You need to arrive feeling totally confident that you have programmed everything right. That means spending the time at home getting it right. It’s amazing how often last minute slopeside alterations result in disaster.

Launch above the stall speed
The launch speed needs to be above the stall speed. Preferably well above. How often have you seen wimpy launches with the plane wallowing around right on the stall point? Give it some welly! Also, don’t throw the plane upwards! Our scale planes have lifty wing sections, they will go up by themselves. Launch them straight forward. (Experienced flyers even launch them slightly downwards when the lift is strong.) How often have you seen a plane thrown upwards, only to balloon up into a stall? Don’t do it!

Stay above the stall speed
If you’re feeling unconfident when flying for any reason, it’s tempting to slow down. Don’t. Keeping a bit of momentum in hand will save your bacon in all sorts of situations. Some flyers are skilled at flying very close to the stall speed, but think of this: the slightest wind lull could put your plane below the stall point. Nature has a random element: allow for that by flying not 1% above the stall point but at least 10% above it

If in trouble, a bit of down is often the best reaction
Beginners, when they get into trouble, almost always give the plane up elevator. Fair enough: they know they want the plane to go up. But in reality all too often this stalls the plane into a crash. If you’re getting into trouble, a touch of down elevator will give you a bit more speed and keep you in the air. Yes, it’s hard to believe that “down” can keep you up better than “up” can, but every experienced flyer knows it’s true.

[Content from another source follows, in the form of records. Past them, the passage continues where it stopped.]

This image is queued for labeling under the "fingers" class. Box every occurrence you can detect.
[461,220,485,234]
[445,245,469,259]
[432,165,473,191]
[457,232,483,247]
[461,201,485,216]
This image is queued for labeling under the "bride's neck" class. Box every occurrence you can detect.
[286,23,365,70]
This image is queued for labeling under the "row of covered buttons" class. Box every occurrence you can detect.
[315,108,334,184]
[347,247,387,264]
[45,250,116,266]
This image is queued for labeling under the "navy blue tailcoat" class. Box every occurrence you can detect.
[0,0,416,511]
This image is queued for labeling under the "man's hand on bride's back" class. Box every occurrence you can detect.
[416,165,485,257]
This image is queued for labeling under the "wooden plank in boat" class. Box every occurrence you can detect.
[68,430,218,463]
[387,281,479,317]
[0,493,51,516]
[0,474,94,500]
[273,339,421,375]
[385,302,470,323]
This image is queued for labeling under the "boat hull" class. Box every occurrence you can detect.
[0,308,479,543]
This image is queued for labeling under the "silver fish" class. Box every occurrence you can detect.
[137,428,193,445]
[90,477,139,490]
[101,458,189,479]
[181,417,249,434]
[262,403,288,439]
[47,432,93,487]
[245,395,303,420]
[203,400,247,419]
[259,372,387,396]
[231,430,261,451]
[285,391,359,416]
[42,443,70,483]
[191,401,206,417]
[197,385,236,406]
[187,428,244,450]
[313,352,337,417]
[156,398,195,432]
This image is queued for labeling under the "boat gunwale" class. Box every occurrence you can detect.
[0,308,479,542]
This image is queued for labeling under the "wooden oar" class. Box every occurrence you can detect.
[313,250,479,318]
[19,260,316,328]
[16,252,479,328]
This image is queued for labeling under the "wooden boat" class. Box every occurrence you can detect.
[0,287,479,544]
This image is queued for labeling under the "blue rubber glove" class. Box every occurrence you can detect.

The last turn is the worst
The last turn before landing is often the one where the plane crashes. Why? We’re trying to do it slowly, to achieve a nice gentle landing. The trouble is, we forget that when the plane banks, the stall speed rises. Angled wings just don’t generate as much lift as level ones. So the plane tip-stalls and … you know the rest. Repeat this three times before every flight: “I will make absolutely, positively sure I don’t go too slow on that last turn, and I won’t bank the wings vertical, I’ll keep them working.

Don’t make your maiden flights your final flights
Two mistakes that make maiden flights hazardous: huge throws and tail heaviness. Why are so many maiden flights carried out with a tail heavy plane? Probably because we hate to add weight, so we can’t bear to add the shockingly high amount of lead to the nose that our short-nosed scale gliders often require. Don’t skimp on the lead! Start with a safe balance point and subsequently remove lead if required after the maiden flight. Also, don’t set huge control throws “just to be sure”. It’s very rare to find you have inadequate throws to fly the plane.

Isn’t it amazing how often people get into “almost flat battery while flying” panics! Charge your glider battery. Charge your transmitter battery. It’s that simple.

The wind wants to blow your plane backwards
The stronger the wind, the more assertively you need to fly forwards into the wind. This can mean diving into it. Remember, diving into the wind will make your plane go forwards. Rising into the wind will allow your plane to be blown backwards. It sounds too obvious to even say, but flying assertively into the wind – rather than letting the wind be the boss – saves planes.

Don’t go too far back when landing
All too often flyers let the plane get too far back when landing, and the plane ends up in the weird turbulence that often lurks behind the landing area. The wind will be blowing your plane backwards more than you realize, so you need to make that final turn closer than you think. If you turn too close, you can just go around again, but if you end up too far back, you’re in trouble. So stay just that little bit more forward than seems right.

Your glider is not a helicopter, so don’t hover it to land
It is tempting to try to land almost stationary to protect that marvelous paint finish, but it’s usually a mistake. Planes don’t get damaged by landing a fraction too fast, they get damaged by cart-wheeling across the landing area after tip-stalling a few feet off the ground.

It’s not rocket science is it? (It’s…er…glider science.) Sorry if these tips sound almost a bit patronizing – I certainly don’t mean them that way. It’s just that I keep seeing planes broken for these same simple reasons, and I’d much rather see scale masterpieces survive. May your slope soaring be exciting but not too exciting!